A lot of these usages pass in something like (characters() + offset, length) to create a substring quickly.

As I think about it more, it should be possible to make StringIterator::substring() method which does this internally but returns a StringIterator so it doesn't need to expose the internal format of the character buffer.

> I think one benefit of StringIterator is its partly compatibility with const UChar*. Using StringIterator we can replace const UChar*s with small code change, until the final usages of them. If the final usage is just iterating through the characters (i.e. this bug), the iteration code can remain unchanged. All intermediate steps that just pass const UChar* to the next step (with or without an offset) can just change the type name.

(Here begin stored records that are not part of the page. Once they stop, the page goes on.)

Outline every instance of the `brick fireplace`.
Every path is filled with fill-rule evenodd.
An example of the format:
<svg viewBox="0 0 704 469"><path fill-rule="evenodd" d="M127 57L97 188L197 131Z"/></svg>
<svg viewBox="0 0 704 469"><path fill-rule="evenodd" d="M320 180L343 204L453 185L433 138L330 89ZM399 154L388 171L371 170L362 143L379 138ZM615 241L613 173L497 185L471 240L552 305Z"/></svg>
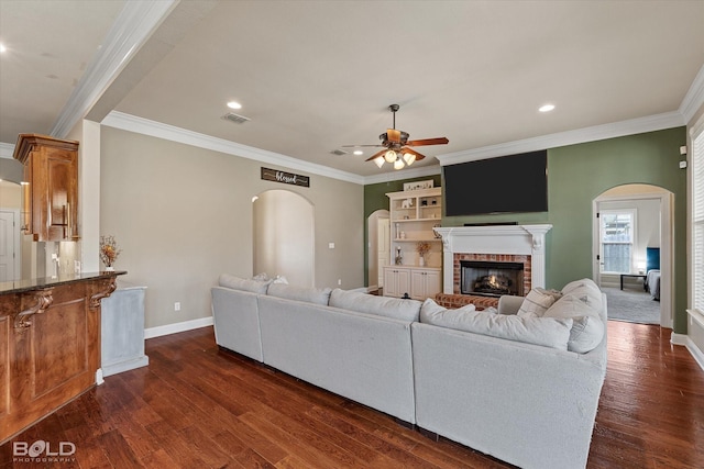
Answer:
<svg viewBox="0 0 704 469"><path fill-rule="evenodd" d="M552 225L495 225L454 226L435 228L442 236L443 281L442 297L448 302L466 303L463 297L462 263L484 261L490 265L506 263L522 266L519 288L521 294L544 287L544 237Z"/></svg>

The more I dig through the code that calls characters(), the more I agree with this. I think StringIterator is the right approach. I set the review flag to r? on your StringIterator patch. Can someone review?
Comment 34 Annie Sullivan 2011-08-22 13:29:05 PDT
On second thought, I created bug 66706 for just the StringIterator part of the patch, since there is a lot of discussion on this bug and I hoped it would be clearer what StringIterator is for if we put it on a separate bug.